Por José Francisco Rodríguez, Presidente de Revista Capital.

Una de las consecuencias del nuevo escenario que ha creado la Covid-19 para las empresas ha sido una importante desaceleración, de manera general, en sus economías. El debate entre salud y economía ya pertenece al pasado, pero ha dejado una nueva realidad entre nosotros en la que la digitalización acelerada que se ha producido estos meses no ha hecho más que empezar. A ninguno se nos escapa que no estamos hablando solamente de tecnología, todo lo contrario, estamos hablando de nuevos modelos de negocio, de nuevos comportamientos de compra e incluso de nuevas necesidades.

En esta nueva realidad, y según un reciente estudio, en la actualidad el 80% de las empresas manifiesta estar dedicando mayores esfuerzos a la adaptación al contexto de la pandemia. No me sorprende, es una cuestión de pura supervivencia. Pero quizás sí llame más la atención que el 61% de las respuestas pone el foco en la digitalización.

En esta área se concentrará una parte importante de los recursos de las empresas en los próximos años, y marcarán la agenda de las prioridades. También debemos llamar la atención sobre el efecto que puede tener este nuevo escenario tanto en la innovación como en la competitividad.

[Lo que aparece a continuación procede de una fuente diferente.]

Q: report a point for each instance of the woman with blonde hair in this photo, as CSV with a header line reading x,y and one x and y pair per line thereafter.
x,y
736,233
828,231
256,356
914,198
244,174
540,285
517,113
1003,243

Y, por ende, en las oportunidades que debemos crear a partir de ahora, entre otros, para los miles de jóvenes desempleados, un colectivo que tiene como misión el relevo generacional.

Por tanto, resulta imprescindible su capacitación en las nuevas disciplinas relacionadas con la digitalización. De hecho, el Gobierno, en sus planes a largo plazo, quiere reducir la tasa de paro hasta el 7% antes de mediados de siglo. El punto de partida es que somos el estado miembro de la UE con el mayor desempleo juvenil en la actualidad, con un 37,7%.

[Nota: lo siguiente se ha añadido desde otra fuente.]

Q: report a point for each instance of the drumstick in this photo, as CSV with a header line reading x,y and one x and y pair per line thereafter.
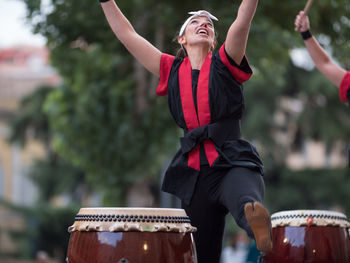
x,y
306,9
307,6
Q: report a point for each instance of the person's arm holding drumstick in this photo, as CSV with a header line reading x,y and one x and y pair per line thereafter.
x,y
322,61
148,55
237,35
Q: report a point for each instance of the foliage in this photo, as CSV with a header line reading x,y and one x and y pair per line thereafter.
x,y
320,189
95,114
53,177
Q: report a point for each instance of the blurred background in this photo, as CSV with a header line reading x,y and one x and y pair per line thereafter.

La pandemia nos va a dejar un reguero de graves secuelas en el empleo en general, con un impacto alto en los jóvenes, como ya he mencionado anteriormente y cambios en el tejido empresarial. Además, asistiremos a nuevos comportamientos estructurales en el consumo que pueden convertirse en duraderos, y quiero destacar dos áreas claves de desarrollo, algunas de las cuales ya mencionaba recientemente el Banco de España, para apoyar el desarrollo y el proceso de digitalización.

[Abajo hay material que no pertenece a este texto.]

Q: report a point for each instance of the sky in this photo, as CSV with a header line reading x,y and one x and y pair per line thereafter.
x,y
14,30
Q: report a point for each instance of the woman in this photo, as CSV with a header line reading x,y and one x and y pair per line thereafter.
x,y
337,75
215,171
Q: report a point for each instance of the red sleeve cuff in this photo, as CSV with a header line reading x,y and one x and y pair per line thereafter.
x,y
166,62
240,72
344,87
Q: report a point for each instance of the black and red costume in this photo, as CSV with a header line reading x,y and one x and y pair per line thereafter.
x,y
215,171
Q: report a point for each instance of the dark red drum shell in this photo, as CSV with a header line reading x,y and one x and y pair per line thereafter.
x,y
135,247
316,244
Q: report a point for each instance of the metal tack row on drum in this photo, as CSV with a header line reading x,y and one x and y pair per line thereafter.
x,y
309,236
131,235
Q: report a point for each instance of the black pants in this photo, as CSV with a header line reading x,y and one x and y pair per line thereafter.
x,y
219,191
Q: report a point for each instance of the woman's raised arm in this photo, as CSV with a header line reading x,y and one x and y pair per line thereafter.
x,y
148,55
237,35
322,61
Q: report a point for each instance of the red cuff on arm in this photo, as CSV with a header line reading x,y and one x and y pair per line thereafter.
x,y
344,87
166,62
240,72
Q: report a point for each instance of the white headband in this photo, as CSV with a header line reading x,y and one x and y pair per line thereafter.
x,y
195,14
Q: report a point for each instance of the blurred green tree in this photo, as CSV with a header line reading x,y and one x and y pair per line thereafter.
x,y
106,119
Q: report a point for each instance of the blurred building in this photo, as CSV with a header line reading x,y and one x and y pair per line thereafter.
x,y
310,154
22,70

Me refiero a la apuesta por el capital humano y la tecnología, con las políticas de empleo y formación. Ambas actuaciones tienen una clara dependencia de una adaptación del sistema tributario, y no desde la perspectiva recaudatoria, sino del impulso económico. Entre otros aspectos, se hace necesaria una revisión en profundidad a los incentivos fiscales a I+D, a la formación y a todo lo relacionado con el desarrollo profesional desde la empresa. E, insisto, especialmente en las pymes.

No olvidemos, además, que, en España, las pymes tienen un peso en la economía muy superior al de otros países europeos y, por tanto, es imprescindible priorizar estrategias que pongan foco en estas empresas. Estamos hablando de que en España hay 1,3 millones de pymes con asalariados en la actualidad, y, por tanto, un importante potencial de creación de empleo también juvenil, con los estímulos adecuados.

El tiempo de cambio ha llegado para quedarse. Nuevos desafíos van a marcar la realidad de los próximos meses, y muchos van a venir impulsados por un cambio en el uso y costumbres de los consumidores.